Luke grabbed his rifle from the weapons cache they'd established—semi-automatic sniper, silver rounds loaded.

He found a stable firing position by the window, took aim, and squeezed.

CRACK.

The first round took a familiar through the head. No ash—human. Luke noted it without concern. He'd killed plenty of people by now, all trying to kill him first.

CRACK.

A vampire this time. The silver bullet punched through its chest, and the target crumbled to dust mid-climb. Ashes scattered in the night wind.

Blade looked up, surprised. Someone was providing cover fire? In this neighborhood?

The vampires and familiars scattered, scrambling for whatever cover they could find on the building's facade. Not easy when you're clinging to a vertical surface.

Luke picked them off methodically. One shot, one kill. The rhythm was almost meditative—sight picture, trigger squeeze, follow-through, acquire new target. Ten kills before the survivors managed to find adequate shelter.
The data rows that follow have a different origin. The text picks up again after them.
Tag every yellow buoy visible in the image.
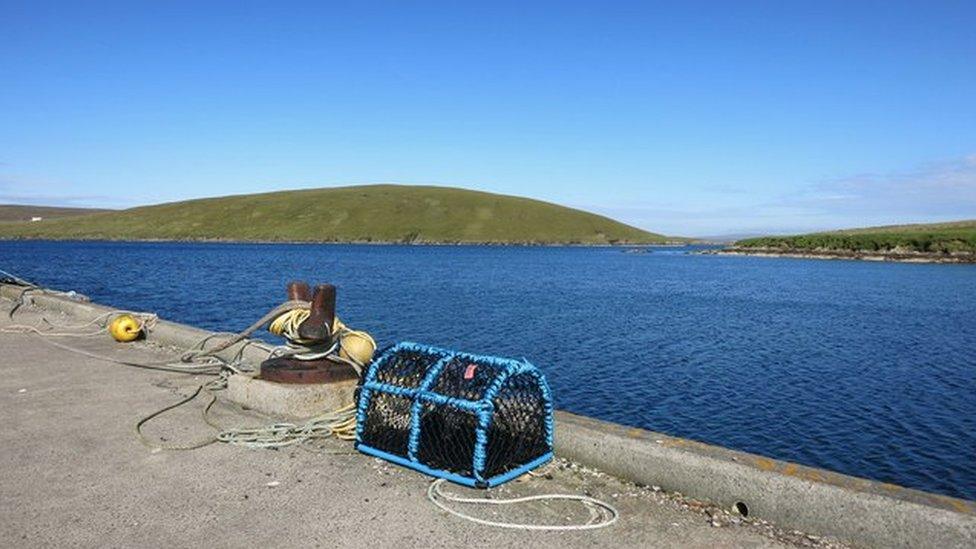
[339,332,376,364]
[332,317,376,366]
[108,315,142,343]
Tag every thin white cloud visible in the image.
[776,154,976,219]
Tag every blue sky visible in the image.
[0,0,976,236]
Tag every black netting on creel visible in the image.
[357,343,552,486]
[430,355,500,400]
[361,392,413,456]
[376,351,447,389]
[482,372,550,478]
[417,403,478,476]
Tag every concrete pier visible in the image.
[0,287,976,547]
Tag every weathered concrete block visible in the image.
[226,374,356,419]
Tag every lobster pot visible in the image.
[356,342,553,488]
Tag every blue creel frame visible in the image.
[356,341,555,488]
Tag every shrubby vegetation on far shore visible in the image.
[734,220,976,254]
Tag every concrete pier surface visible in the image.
[0,299,829,547]
[0,284,976,548]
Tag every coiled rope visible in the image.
[0,271,358,451]
[427,479,620,531]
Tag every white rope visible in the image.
[427,479,620,531]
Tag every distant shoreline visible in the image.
[699,247,976,264]
[0,236,696,248]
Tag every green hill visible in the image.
[0,185,673,244]
[734,220,976,255]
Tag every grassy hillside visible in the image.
[0,185,667,244]
[735,220,976,254]
[0,204,108,222]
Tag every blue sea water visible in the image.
[0,242,976,499]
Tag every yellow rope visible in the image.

At that point, Blade went on the offensive.

The Daywalker was brutal. Efficient. He carved through the trapped enemies with cold precision. His sword flashed in the streetlight, leaving trails of ash wherever it struck. Those who emerged from cover found themselves in Luke's crosshairs. Those who stayed hidden died to Blade's blade.

Caught between two hunters, the survivors made the only sensible choice.

They retreated.

Within seconds, the street was empty except for bodies and drifting ash.

Blade remained on the wall for a moment, staring up at Luke's window. Even from this distance, Luke could see the calculation in his eyes—assessing the stranger who'd just saved his life.

Then he started climbing toward them.